There are a number of problems, among them:
-
deriving from Monitor does not do anything for you in
this case, since you don’t use any of its locking
facilities (deriving from Monitor like this probably
isn’t a good approach anyway)
-
WWW::Mechanize instances are not safe to share
between threads; it’s best to create a separate agent
per thread.
-
Using the Timeout class on complicated libraries
can often break them. If you really need operations
to time out, it is best to see if the library provides
direct support for timeouts on its operations.
-mental
On Wed, Mar 5, 2008 at 3:10 AM, Venkat B. [email protected]
wrote:
Venkat B.
sysread uses a “low-level” read. In general, I wouldn’t be confident
that anything marked as “low-level” can be mixed well with
multi-threading. On my system, sysread is slower than ordinary read,
so I fail to see the advantage versus the standard IO#read.
Daniel Brumbaugh K.
On Mon, 2008-03-10 at 15:21 +0900, Venkat B. wrote:
I used a synchronized block in “download_file(html_link)”
method…Doesn’t that make any sense of locking ??? Am I wrong again !!!
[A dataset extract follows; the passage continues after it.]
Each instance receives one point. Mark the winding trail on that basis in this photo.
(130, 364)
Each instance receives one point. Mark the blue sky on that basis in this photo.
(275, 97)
In the code you gave, shared resources like @@html_links and @agent
aren’t protected at all.
-mental
Mental G. wrote:
There are a number of problems, among them:
- deriving from Monitor does not do anything for you in
this case, since you don’t use any of its locking
facilities (deriving from Monitor like this probably
isn’t a good approach anyway)
-mental
I used a synchronized block in “download_file(html_link)”
method…Doesn’t that make any sense of locking ??? Am I wrong again !!!